01 Apr 2022
Artificial Intelligence (AI) is a multidisciplinary field of science that aims to create intelligent machines, that is, machines that emulate and then exceed the full range of human cognition.
We have been using AI-based technology for a long time. While some inventions were very popular and in common use, many failed to gain the market acceptance due to different challenges such as scaling, safety, accuracy and ease of maintenance. As a result, a cyclic pattern of highs and lows in AI research investment, commonly referred to as AI summers and AI winters, was seen since its inception in 1956. However, AI was getting better in an incremental way pushing forward the frontier of machine intelligence.

The Beginning
AI first appeared in an overly optimistic project proposal by John McCarthy, Marvin Minsky, Nathaniel Rochester and Claude Shannon. In August 1955, they wrote:
‘We propose that a 2 month, 10 man study of artificial intelligence be carried out during the summer of 1956 at Dartmouth College in Hanover, New Hampshire. The study is to proceed based on a conjecture that every aspect of learning or any other feature of intelligence can in principle be so precisely described that a machine can be made to simulate it. An attempt will be made to find how to make machines use language, form abstractions and concepts, solve kinds of problems now reserved for humans, and improve themselves.’

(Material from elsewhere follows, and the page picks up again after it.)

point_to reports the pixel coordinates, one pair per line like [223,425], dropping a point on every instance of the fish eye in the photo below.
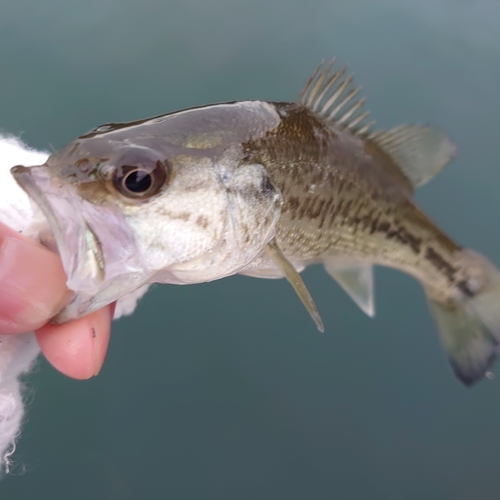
[142,180]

At a time when computers could only take basic instructions and could not even store information, this was indeed an audacious attempt, which obviously was not able to deliver. Yet, the summer project at Dartmouth College in 1956 marked the birth of AI as a new field of study.
In the early stages, computers performed mathematical computations using algorithms and solved simple equations to find the unknown from the known. They were used to search data from a large collection of data, where the search was often based on a definite key and the data was organised in a relatively structured form.
Classical AI
Classical AI was dominated by knowledge-based reasoning. Here knowledge of different domains was represented in some standard form. Then, inference algorithms were used to iteratively invoke knowledge and arrive at a solution or decision. Expert systems of the 70s and 80s are the best examples of this kind of AI. However, they were restricted to chemistry and medicine, in which human experts designed and curated knowledge bases. In a way, expert systems became synonymous with AI as they were designed to replicate a human expert’s decision-making ability.

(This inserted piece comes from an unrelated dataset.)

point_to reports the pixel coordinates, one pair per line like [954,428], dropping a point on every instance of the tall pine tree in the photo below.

Expert systems relied primarily on a hand-crafted knowledge base and set of rules created by humans. Their win can be attributed to their computational power, speed and memory rather than cognitive intelligence. This is also the reason for the early advancements in robotics –from self-driving cars to self-landing rockets. However, a system that functions based on only a curated knowledge base or human input cannot scale. Hence, expert systems became constrained, inflexible and expensive to maintain. Besides, many real-world challenges are too complex or subtle to be solved by simplistic logical reasoning that follows a set of rules written by human experts.
Today, knowledge-based reasoning appears under the nickname of Classical AI or Good Old-fashioned AI (GOFAI) and is sometimes utilized as a supplementary technique in DL-based AI ecosystem.
Deep Learning Revolution
Although the field of AI has been actively pursued as an academic discipline for over seven decades, only recently several forces have come together to make it practical and pervasive. Prominent forces driving the rapid advances in AI technology are:
- Internet and Internet-of-Things: Enormous amount of data digitally available
- Computing performance: Faster computers, more storage and cheaper devices and sensors
- DL: Conceptual advances in ML techniques and neural networks
- Commercial interest: Rapidly increasing investment in industrial and academic research in AI
The underlying idea is to learn from experiences and observations. The strategy is to use statistical techniques to construct a predictive model from experiential data. This model is then used to predict the responses on unseen data. Indeed, it is ML that has allowed AI to scale beyond anyone’s expectations and pervade our daily lives in recent times. More specifically, ‘neural networks’ as a predictive model has been found to work exceptionally well in domains such as image recognition, speech recognition, language translation, and game playing. They form the basis of a class of methods called deep learning.
Today, applications of AI are largely based on supervised learning, wherein large amounts of labelled data are used to train models such as neural networks.
Way Ahead
The next generation of AI is expected to deal with more practical situations, where there would be no access to any data. Instead, intelligent agents must self-learn through trial and error to make decisions bearing in mind the long-term payoffs. Thus, the next-generation AI, which is still not fully realized in practice, would have more autonomy and sophistication in decision-making.
The scope of AI is not complete without robotics and autonomous systems, characterised by the physical embodiment of intelligence in the real world. One may view embodiment as an independent facet of AI. Nevertheless, it is the emphasis on embodiment that closes the loop with the real world through sensors and actuators, which helps AI to be in control.